If real GDP growth next year is 8 per cent or a little more, over the depressed base of the current year, this could mean growth in nominal terms of about 14 per cent, with a similar increase in revenues. This should make it possible to show an improvement in the fiscal deficit from 7.5 per cent in 2020-21 to say 6 per cent in 2021-22. This is still high, but I think weak demand conditions, especially uncertainty about the revival of private investment, justify avoiding a sharp fiscal contraction next year. A further reduction in the fiscal deficit to say 3 per cent could be planned over the next three years.

The challenge before the finance minister is not the achievement of a high growth in 2021-22. That will come simply because of the low base in the current year. The real challenge is how to get on a high growth path from 2022-23 onwards. We entered the pandemic with growth down to 4.2 per cent per year. Will the economy only get back to this sort of performance or can we get back to 7 plus per cent which we did achieve over a long period? I hope the budget for 2021-22 puts in place measures that will help get back to 7 plus per cent growth after the recovery is complete. That is the kind of growth rate we need if we want to generate employment in the economy.

What would you look for in the budget from that point of view?

The finance minister has consulted with representatives of different sectors and this would have thrown up many specific suggestions for change. However, these specific suggestions are typically less important than their advocates believe in determining the longer term growth outcome. I would look for some key reforms that will contribute to restoring faster growth over a longer period.

Structural reform in tax policy and tax administration, which would lay the basis for a robust growth in revenues, is an important area in which to act. India’s tax ratio is much lower than it should be, given our per capita income, and we cannot deliver the public services and finance the infrastructure development we need without raising the tax ratio.

Fixing the GST should have top priority. This was a major tax reform, but the way it was implemented has deprived it of its revenue generating potential. The agenda is well known: we need to bring into the GST the items that are still outside and reduce the number of rates. This can be done by drastically reducing the list of exempted goods, having a common rate of say 14 per cent on most goods, and a special higher rate of say 24 per cent on a range of luxury goods. The present rate of 28 per cent is too high and applies to too many goods including some that are intermediates.

These changes cannot be implemented through the budget and they have to be made by the GST Council. However, a clear statement by the finance minister indicating an intention to take the matter to the GST Council, combined with political effort to mobilise support from BJP-ruled states, should enable the changes to go through.

We also need immediate action to fix problems in the banking sector. There is no chance of strong economic growth if banks remain reluctant to lend despite high liquidity, because of their high levels of NPAs and perceptions of risk.
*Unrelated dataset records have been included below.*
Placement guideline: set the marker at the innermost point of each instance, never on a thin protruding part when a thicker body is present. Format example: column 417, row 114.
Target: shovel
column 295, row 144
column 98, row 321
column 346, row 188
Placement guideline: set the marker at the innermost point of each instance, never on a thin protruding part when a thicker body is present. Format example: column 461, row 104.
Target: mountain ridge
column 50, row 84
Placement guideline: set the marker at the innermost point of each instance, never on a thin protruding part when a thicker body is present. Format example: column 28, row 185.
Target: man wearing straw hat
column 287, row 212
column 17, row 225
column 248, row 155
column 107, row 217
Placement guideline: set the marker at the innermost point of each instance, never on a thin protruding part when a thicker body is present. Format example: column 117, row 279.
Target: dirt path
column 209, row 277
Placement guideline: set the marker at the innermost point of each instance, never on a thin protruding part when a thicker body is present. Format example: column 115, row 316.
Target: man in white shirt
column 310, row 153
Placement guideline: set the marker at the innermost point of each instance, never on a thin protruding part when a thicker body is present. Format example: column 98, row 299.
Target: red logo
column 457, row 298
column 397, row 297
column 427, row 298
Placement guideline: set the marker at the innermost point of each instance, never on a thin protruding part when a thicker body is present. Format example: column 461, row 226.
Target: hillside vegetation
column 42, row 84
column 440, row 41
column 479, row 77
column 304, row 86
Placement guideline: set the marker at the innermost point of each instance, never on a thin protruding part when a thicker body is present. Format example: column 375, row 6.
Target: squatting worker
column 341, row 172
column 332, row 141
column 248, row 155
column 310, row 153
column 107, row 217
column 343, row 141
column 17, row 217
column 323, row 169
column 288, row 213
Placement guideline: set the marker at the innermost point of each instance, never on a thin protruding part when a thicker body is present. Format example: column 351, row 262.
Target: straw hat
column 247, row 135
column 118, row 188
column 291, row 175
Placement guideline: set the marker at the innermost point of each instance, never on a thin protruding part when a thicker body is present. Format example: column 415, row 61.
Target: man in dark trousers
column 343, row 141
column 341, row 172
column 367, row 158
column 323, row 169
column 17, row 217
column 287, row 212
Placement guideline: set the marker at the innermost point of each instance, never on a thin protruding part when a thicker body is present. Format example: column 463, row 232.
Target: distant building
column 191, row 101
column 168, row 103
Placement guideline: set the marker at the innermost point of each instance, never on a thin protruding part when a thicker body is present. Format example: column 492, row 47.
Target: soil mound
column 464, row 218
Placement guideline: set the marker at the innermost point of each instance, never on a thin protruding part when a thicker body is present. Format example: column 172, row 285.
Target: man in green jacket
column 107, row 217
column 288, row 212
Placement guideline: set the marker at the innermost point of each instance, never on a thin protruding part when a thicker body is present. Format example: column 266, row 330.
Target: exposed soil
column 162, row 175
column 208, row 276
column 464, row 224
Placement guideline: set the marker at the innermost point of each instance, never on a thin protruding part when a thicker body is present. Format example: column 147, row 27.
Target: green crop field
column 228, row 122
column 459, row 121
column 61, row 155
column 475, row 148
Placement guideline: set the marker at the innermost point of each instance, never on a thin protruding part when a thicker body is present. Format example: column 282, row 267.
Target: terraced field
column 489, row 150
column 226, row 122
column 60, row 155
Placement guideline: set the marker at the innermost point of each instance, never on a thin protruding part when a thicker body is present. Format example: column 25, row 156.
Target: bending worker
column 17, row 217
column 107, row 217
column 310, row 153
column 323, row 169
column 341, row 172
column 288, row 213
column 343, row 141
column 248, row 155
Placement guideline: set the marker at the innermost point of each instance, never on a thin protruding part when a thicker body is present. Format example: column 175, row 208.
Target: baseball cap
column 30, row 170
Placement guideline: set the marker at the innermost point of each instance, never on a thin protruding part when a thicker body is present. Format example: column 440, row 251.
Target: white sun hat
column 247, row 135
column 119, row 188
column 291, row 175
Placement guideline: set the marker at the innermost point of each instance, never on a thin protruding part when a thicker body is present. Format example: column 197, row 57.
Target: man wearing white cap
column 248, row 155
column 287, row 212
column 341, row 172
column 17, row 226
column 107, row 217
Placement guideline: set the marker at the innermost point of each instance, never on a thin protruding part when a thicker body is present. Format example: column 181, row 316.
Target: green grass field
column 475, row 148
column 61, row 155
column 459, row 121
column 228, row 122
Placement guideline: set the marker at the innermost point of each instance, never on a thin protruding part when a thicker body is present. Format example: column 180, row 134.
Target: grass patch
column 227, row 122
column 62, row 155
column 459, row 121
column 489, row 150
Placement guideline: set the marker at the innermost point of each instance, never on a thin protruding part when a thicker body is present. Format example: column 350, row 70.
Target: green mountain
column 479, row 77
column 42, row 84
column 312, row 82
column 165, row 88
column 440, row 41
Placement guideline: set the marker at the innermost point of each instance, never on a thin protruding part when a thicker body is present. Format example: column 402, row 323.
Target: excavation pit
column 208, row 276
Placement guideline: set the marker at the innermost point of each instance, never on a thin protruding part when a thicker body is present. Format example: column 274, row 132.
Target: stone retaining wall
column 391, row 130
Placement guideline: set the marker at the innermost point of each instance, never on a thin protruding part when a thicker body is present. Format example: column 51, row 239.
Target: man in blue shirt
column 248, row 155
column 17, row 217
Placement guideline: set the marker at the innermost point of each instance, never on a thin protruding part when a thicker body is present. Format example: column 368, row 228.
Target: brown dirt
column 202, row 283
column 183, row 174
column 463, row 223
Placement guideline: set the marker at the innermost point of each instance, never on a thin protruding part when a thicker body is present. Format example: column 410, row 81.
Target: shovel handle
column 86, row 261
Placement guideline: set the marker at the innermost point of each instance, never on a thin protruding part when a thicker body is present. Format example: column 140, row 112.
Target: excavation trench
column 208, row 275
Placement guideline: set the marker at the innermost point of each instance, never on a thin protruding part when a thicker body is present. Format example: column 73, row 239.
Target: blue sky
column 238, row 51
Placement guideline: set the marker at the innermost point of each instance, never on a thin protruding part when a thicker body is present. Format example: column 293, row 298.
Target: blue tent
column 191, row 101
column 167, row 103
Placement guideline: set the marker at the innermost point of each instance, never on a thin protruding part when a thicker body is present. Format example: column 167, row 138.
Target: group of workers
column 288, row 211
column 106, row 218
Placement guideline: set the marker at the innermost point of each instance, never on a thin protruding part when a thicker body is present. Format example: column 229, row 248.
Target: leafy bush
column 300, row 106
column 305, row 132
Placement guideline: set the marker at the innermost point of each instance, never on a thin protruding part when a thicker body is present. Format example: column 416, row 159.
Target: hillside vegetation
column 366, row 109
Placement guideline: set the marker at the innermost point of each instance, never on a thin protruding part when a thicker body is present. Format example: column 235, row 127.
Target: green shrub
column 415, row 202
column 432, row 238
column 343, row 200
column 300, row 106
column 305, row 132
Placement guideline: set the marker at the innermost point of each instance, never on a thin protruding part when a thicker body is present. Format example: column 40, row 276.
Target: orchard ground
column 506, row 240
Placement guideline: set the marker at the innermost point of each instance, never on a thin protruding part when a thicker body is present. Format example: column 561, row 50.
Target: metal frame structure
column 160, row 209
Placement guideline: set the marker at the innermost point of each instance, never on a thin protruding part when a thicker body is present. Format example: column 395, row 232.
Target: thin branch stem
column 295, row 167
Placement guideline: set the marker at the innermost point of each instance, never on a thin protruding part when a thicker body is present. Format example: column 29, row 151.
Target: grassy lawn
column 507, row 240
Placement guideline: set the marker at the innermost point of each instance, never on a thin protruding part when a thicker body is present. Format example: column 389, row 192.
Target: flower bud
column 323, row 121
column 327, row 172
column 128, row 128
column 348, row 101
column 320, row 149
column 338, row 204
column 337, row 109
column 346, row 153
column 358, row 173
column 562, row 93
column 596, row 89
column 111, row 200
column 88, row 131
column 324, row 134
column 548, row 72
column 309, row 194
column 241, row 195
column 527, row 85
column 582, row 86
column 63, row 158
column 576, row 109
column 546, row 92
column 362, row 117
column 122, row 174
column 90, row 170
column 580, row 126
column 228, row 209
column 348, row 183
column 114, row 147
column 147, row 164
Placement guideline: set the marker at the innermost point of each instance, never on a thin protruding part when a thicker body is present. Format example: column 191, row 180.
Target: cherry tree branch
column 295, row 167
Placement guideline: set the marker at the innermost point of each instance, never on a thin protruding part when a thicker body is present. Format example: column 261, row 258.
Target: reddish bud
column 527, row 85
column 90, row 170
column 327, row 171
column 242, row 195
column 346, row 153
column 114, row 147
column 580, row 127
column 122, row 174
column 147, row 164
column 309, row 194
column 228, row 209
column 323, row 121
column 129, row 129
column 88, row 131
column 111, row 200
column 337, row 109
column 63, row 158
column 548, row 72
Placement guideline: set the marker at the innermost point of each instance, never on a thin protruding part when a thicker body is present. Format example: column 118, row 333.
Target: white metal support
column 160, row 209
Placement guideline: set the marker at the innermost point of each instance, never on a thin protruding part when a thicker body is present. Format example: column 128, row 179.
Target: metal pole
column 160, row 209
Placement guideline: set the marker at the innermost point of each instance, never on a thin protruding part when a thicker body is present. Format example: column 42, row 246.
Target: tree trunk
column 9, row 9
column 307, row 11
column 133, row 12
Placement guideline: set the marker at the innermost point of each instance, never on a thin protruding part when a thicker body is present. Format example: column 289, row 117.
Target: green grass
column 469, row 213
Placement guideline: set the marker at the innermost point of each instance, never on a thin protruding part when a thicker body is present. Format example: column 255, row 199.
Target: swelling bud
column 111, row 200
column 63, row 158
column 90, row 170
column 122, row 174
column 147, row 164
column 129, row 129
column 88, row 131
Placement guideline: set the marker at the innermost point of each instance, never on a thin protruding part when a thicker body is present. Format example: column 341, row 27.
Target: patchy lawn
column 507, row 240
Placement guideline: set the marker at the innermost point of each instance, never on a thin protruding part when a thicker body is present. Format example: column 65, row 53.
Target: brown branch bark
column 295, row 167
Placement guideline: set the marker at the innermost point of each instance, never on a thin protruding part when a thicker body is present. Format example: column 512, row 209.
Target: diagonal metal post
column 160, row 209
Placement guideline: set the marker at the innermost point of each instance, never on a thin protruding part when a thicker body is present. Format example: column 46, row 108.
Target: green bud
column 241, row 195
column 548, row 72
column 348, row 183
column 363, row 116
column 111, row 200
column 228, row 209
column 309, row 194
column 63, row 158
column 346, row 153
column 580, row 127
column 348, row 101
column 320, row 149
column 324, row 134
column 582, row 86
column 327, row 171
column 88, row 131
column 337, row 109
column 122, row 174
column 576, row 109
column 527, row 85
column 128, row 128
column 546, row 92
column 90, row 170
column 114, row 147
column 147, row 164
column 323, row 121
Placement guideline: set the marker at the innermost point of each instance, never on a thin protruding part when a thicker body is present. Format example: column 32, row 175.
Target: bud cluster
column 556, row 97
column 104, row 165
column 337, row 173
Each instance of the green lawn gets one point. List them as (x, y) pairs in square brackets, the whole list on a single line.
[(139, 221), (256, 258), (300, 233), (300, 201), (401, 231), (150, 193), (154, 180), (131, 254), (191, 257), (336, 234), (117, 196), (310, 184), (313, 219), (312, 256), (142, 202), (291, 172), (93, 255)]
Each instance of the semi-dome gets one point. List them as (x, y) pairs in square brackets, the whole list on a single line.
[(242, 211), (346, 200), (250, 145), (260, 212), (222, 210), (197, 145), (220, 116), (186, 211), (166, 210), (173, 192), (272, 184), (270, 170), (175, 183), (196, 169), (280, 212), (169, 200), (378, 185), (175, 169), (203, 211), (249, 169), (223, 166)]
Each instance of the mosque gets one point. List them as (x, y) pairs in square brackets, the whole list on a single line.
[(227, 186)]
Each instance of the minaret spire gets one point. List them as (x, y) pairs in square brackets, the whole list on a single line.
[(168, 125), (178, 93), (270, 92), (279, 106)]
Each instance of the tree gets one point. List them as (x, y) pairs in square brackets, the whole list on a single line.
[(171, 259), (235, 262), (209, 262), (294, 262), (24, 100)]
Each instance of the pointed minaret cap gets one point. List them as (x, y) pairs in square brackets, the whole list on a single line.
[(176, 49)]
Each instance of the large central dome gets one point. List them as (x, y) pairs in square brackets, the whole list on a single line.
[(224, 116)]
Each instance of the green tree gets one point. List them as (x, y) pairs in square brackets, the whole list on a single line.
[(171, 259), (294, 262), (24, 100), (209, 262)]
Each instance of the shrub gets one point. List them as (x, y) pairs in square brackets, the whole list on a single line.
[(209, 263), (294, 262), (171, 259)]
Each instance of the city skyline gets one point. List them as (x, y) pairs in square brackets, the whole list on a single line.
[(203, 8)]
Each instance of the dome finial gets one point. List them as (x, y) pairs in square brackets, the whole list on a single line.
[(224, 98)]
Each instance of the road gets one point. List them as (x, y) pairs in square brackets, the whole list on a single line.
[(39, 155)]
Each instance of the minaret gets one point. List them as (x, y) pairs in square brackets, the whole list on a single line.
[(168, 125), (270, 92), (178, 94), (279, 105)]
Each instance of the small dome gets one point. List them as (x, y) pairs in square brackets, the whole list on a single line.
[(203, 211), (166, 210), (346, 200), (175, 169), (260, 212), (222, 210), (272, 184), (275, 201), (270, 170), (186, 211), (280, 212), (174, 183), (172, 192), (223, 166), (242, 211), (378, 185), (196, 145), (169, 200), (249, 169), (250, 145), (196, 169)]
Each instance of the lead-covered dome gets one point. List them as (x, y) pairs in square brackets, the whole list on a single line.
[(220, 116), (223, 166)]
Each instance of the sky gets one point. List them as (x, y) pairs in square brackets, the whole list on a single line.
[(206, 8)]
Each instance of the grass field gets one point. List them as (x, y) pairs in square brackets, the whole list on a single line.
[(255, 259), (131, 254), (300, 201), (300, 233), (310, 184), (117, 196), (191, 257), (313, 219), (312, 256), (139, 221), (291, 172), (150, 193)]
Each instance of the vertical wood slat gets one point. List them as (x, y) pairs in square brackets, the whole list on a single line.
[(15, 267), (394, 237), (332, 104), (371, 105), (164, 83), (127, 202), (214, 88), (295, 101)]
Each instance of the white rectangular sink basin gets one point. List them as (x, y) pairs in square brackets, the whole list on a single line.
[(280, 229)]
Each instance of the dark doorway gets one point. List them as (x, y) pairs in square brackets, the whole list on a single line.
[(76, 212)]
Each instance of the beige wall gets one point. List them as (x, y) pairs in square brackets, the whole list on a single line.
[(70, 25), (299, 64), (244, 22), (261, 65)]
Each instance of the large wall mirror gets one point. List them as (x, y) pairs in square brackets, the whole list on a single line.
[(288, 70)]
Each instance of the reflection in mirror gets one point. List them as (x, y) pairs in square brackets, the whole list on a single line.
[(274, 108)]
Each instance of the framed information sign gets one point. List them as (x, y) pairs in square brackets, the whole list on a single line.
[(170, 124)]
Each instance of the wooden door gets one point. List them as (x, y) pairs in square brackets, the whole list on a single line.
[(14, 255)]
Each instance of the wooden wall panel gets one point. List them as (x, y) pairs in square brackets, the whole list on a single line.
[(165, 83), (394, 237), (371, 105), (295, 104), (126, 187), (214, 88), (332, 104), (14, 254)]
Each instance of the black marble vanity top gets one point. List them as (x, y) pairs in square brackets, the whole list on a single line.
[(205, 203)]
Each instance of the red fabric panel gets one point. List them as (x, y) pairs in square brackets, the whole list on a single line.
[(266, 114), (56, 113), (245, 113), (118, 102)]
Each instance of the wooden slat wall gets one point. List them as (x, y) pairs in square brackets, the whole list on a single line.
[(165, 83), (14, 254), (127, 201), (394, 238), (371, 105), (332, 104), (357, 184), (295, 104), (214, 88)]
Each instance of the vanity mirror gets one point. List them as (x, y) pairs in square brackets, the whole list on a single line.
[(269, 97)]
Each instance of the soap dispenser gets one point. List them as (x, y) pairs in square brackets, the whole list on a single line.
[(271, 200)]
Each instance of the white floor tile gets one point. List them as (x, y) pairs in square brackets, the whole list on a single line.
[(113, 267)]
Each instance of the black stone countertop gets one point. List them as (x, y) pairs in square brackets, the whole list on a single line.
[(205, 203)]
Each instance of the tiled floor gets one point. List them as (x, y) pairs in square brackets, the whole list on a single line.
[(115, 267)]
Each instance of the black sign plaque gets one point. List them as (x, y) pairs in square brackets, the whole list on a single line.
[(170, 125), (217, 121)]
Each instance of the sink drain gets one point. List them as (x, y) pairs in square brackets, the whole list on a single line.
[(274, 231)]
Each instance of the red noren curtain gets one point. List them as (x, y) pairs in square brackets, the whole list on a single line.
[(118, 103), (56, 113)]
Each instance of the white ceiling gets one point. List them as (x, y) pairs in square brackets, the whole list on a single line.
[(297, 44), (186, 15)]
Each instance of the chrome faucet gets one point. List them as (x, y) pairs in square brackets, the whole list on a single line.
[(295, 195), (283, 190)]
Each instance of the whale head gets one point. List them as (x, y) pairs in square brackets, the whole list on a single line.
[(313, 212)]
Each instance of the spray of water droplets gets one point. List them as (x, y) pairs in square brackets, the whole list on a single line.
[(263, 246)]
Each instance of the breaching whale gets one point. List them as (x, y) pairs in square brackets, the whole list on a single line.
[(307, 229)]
The problem will intensify next year since many accounts are expected to turn NPA once the moratorium introduced to deal with the problems posed by the pandemic comes to an end. If recognition of NPAs is further delayed by regulatory forbearance, it will undermine the credibility of the regulatory system. If the new NPAs are recognised, banks have to make provisions to reduce their capital adequacy. This raises the issue of recapitalisation of the public sector banks which should be explicitly dealt with in the budget.